The British government approved the rendition of Abdel Hakim Belhaj, a prominent fighter during the recent Libyan uprising, to the former regime of Muammar Gaddafi in 2004, according to reports in the British media.
Documents said to be found in the abandoned offices of Libya’s former intelligence chief, Moussa Koussa, in Tripoli, suggest British intelligence officers played an active role in his rendition along with his wife Fatima Bouchar.
The report on Sunday in the UK's The Guardian newspaper said Belhaj and his wife were living in exile in China in 2004 because of their involvement in the Libyan Islamic Fighting Group that fought against Gaddafi.
The couple was detained in the Malaysian capital, Kuala Lumpur, and were told they could travel to London despite not having EU passports and a UK visa, the paper reported.
However, when the flight stopped in the Thai capital, Bangkok, the couple were detained in a secret CIA prison and eventually transferred to the Libyan capital Tripoli, according to the report.
In January, the UK police said they will investigate claims that the country’s secret services helped in the rendition of people from Libya.

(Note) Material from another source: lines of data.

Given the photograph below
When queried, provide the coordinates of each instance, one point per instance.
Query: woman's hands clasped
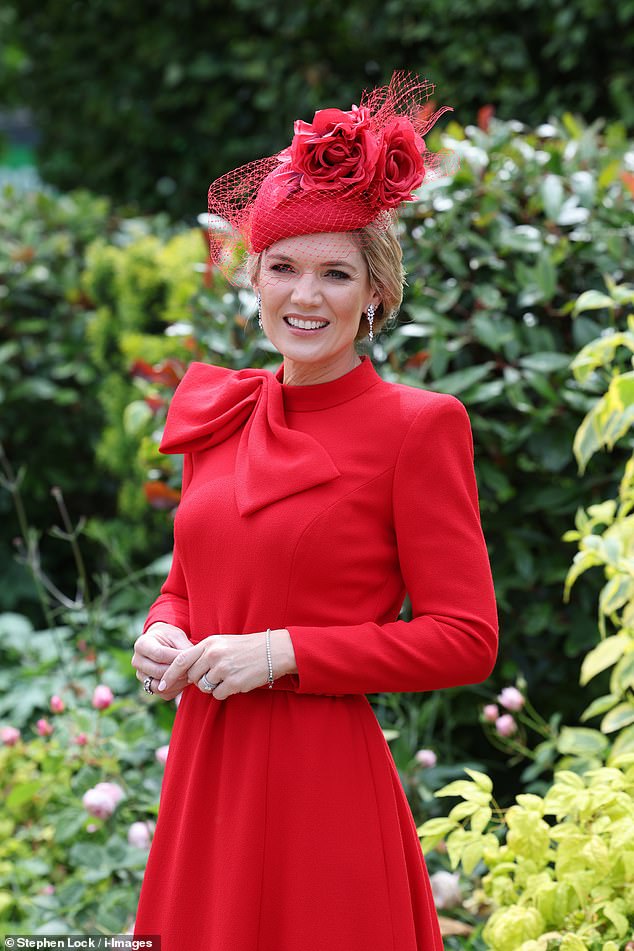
(155, 652)
(237, 663)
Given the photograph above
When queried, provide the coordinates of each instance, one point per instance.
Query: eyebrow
(279, 256)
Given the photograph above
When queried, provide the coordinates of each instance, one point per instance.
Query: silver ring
(205, 686)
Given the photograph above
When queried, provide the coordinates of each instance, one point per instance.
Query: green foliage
(605, 531)
(496, 258)
(61, 869)
(172, 100)
(560, 868)
(49, 420)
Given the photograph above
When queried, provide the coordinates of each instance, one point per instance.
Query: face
(314, 291)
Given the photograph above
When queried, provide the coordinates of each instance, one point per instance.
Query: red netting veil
(341, 172)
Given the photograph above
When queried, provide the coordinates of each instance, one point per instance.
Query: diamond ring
(205, 686)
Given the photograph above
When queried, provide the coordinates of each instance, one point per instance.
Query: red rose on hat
(402, 166)
(338, 150)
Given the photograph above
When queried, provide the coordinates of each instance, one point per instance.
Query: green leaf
(618, 718)
(136, 416)
(469, 791)
(545, 362)
(599, 706)
(23, 792)
(552, 192)
(481, 780)
(592, 300)
(438, 826)
(581, 741)
(604, 655)
(460, 381)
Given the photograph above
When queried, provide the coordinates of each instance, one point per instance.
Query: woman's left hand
(236, 662)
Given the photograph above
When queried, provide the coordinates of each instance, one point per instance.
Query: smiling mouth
(302, 324)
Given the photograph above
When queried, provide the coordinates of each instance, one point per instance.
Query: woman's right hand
(154, 652)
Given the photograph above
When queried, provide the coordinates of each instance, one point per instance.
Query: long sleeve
(452, 637)
(172, 604)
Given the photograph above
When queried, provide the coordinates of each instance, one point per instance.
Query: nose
(306, 289)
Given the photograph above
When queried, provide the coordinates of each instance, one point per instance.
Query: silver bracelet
(268, 655)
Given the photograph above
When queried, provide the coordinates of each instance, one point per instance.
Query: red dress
(283, 825)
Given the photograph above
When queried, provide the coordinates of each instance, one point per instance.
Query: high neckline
(315, 396)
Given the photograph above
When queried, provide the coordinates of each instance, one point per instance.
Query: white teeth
(306, 324)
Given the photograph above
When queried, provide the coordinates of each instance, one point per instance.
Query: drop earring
(370, 314)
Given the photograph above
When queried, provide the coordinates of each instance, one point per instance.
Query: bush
(50, 420)
(174, 100)
(566, 882)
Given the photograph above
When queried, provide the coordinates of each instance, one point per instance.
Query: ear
(375, 298)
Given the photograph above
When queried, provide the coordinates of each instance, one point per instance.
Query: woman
(313, 500)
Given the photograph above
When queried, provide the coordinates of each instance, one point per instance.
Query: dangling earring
(370, 314)
(259, 299)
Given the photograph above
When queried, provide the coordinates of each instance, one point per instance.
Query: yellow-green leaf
(604, 655)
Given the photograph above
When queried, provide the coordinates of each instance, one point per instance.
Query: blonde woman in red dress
(314, 499)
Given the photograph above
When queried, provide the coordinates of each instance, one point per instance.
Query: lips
(304, 323)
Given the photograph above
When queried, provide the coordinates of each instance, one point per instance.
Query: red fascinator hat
(341, 172)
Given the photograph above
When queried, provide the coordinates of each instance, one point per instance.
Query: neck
(307, 374)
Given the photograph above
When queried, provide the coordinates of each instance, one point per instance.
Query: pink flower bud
(445, 887)
(161, 754)
(426, 758)
(511, 699)
(102, 697)
(113, 790)
(140, 834)
(98, 803)
(9, 735)
(43, 727)
(505, 725)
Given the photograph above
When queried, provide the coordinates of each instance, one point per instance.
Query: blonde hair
(383, 256)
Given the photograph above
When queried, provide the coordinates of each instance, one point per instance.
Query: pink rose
(113, 790)
(9, 735)
(426, 758)
(102, 697)
(98, 803)
(338, 150)
(102, 800)
(44, 728)
(506, 725)
(140, 834)
(401, 168)
(511, 699)
(161, 754)
(445, 887)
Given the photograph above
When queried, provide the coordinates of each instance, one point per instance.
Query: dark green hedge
(149, 102)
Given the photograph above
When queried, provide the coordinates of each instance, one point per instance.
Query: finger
(179, 667)
(155, 650)
(223, 690)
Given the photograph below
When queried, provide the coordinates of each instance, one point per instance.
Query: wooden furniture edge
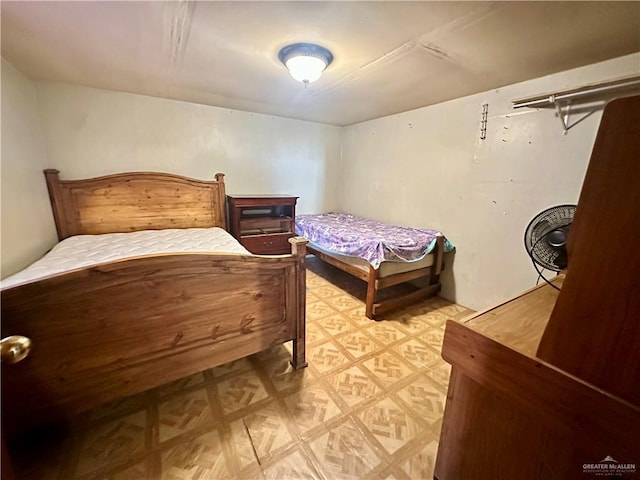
(542, 390)
(299, 252)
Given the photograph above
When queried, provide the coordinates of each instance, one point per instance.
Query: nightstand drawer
(268, 244)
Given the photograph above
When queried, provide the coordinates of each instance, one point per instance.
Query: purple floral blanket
(374, 241)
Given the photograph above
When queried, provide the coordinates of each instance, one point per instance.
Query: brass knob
(14, 348)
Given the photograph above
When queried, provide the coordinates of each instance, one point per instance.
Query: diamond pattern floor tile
(359, 343)
(293, 466)
(311, 407)
(240, 391)
(417, 353)
(326, 356)
(354, 386)
(390, 424)
(184, 413)
(201, 457)
(344, 453)
(420, 465)
(112, 443)
(267, 430)
(368, 406)
(387, 368)
(425, 398)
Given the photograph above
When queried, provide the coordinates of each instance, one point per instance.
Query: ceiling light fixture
(305, 61)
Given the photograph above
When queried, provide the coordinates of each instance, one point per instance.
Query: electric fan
(545, 238)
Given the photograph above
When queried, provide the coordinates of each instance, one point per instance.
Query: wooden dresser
(547, 385)
(262, 223)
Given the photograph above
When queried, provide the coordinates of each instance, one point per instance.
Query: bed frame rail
(374, 307)
(128, 202)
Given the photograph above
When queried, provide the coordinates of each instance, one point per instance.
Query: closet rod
(552, 99)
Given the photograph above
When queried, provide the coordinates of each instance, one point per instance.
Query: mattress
(373, 241)
(86, 250)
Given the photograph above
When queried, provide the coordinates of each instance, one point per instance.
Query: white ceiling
(390, 56)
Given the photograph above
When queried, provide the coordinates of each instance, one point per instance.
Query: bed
(380, 254)
(108, 330)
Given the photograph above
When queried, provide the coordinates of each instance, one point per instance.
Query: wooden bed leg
(437, 261)
(299, 250)
(371, 293)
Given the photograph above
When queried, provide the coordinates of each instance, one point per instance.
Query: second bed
(380, 254)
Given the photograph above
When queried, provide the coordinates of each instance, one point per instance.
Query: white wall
(428, 168)
(90, 132)
(27, 224)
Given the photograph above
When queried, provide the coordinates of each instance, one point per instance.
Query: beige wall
(27, 224)
(90, 132)
(428, 168)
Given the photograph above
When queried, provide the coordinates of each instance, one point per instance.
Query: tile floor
(369, 405)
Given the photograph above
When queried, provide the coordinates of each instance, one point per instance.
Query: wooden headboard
(128, 202)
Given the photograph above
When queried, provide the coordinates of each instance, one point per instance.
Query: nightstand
(263, 224)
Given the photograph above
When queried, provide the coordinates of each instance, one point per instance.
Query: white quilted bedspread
(85, 250)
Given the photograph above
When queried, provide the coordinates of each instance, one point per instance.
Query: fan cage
(554, 218)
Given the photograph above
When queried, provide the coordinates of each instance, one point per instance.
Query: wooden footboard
(374, 306)
(113, 330)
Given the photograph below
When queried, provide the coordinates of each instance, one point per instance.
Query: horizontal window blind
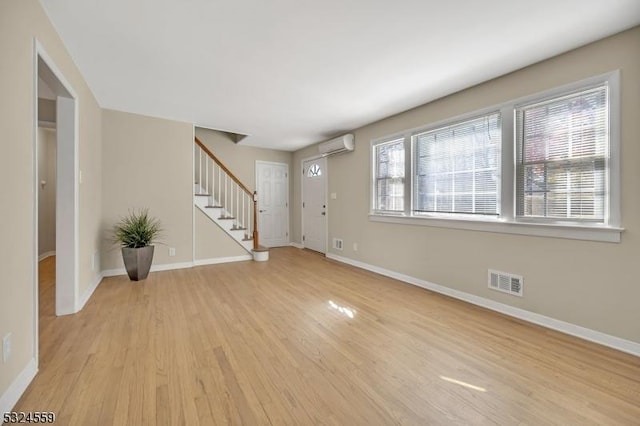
(457, 167)
(389, 176)
(562, 157)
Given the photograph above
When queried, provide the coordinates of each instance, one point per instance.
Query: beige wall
(46, 192)
(591, 284)
(46, 110)
(147, 163)
(211, 242)
(20, 22)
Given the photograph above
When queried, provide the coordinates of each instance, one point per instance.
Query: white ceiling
(293, 72)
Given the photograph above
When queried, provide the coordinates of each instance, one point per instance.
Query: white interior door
(314, 204)
(272, 181)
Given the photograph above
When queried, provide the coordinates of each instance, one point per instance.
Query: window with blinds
(389, 176)
(457, 168)
(562, 147)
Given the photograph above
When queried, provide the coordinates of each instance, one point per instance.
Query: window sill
(574, 232)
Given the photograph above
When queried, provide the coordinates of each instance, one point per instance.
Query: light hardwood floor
(305, 340)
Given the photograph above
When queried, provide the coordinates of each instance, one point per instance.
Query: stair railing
(226, 192)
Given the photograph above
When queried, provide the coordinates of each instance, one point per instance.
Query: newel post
(255, 221)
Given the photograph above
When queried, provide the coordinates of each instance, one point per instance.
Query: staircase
(226, 201)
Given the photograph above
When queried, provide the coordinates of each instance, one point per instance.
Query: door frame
(67, 192)
(275, 163)
(326, 199)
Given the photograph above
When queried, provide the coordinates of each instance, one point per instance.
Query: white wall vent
(505, 282)
(337, 243)
(337, 145)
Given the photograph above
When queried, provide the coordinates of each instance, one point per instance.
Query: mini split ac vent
(505, 282)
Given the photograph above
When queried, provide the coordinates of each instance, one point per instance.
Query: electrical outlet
(6, 348)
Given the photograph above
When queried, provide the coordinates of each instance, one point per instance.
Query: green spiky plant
(137, 229)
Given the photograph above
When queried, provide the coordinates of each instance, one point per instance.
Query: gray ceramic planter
(137, 261)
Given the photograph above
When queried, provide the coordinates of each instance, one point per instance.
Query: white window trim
(507, 222)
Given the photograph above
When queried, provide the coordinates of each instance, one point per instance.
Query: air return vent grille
(505, 282)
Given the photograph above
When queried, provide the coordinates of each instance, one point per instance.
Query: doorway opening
(56, 180)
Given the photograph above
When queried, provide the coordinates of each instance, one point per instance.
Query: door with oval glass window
(314, 204)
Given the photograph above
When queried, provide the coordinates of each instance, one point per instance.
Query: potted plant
(135, 234)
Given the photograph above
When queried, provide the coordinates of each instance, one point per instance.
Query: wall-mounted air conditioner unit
(337, 145)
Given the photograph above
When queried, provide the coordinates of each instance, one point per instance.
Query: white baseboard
(154, 268)
(182, 265)
(217, 260)
(11, 396)
(89, 291)
(552, 323)
(44, 255)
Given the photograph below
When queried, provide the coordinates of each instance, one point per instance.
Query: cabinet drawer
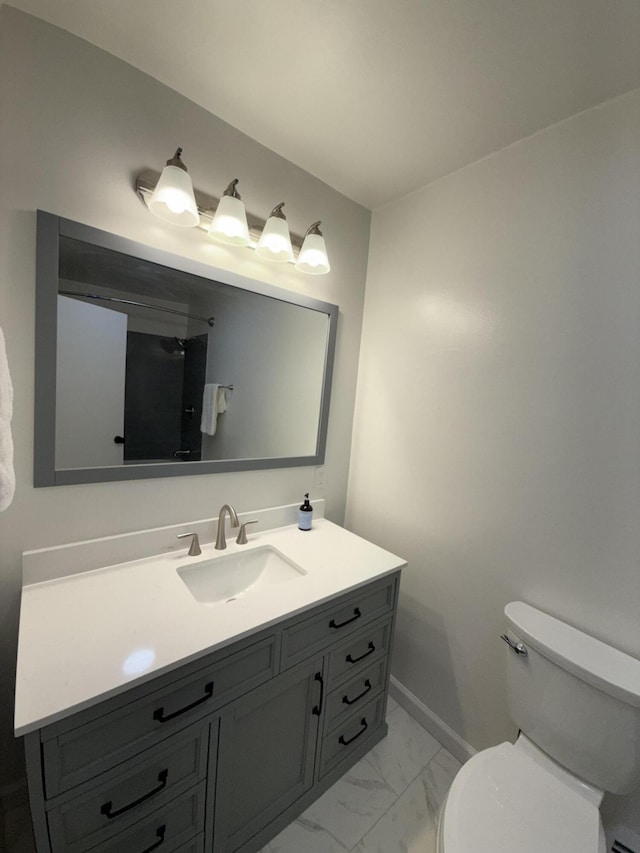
(339, 744)
(354, 694)
(358, 652)
(78, 754)
(337, 620)
(124, 798)
(170, 830)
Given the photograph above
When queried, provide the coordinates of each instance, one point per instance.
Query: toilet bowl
(543, 793)
(503, 801)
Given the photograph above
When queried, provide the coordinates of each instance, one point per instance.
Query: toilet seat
(503, 801)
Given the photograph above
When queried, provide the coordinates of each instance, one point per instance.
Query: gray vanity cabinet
(267, 754)
(222, 753)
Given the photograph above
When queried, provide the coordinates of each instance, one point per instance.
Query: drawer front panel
(354, 694)
(122, 799)
(82, 753)
(173, 828)
(338, 620)
(359, 652)
(346, 738)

Belhadj, who has said he was tortured after being arrested, gave an interview to Al Jazeera about his experience last year.
"What was done to me was violation of the law, and I am in possession of evidence that proves the implications of the British intelligence service," Belhadj said.
"In addition, we hope the law will take its course, as my legal team has evidence to restore my rights. All this makes us firmly believe that justice will be served shortly."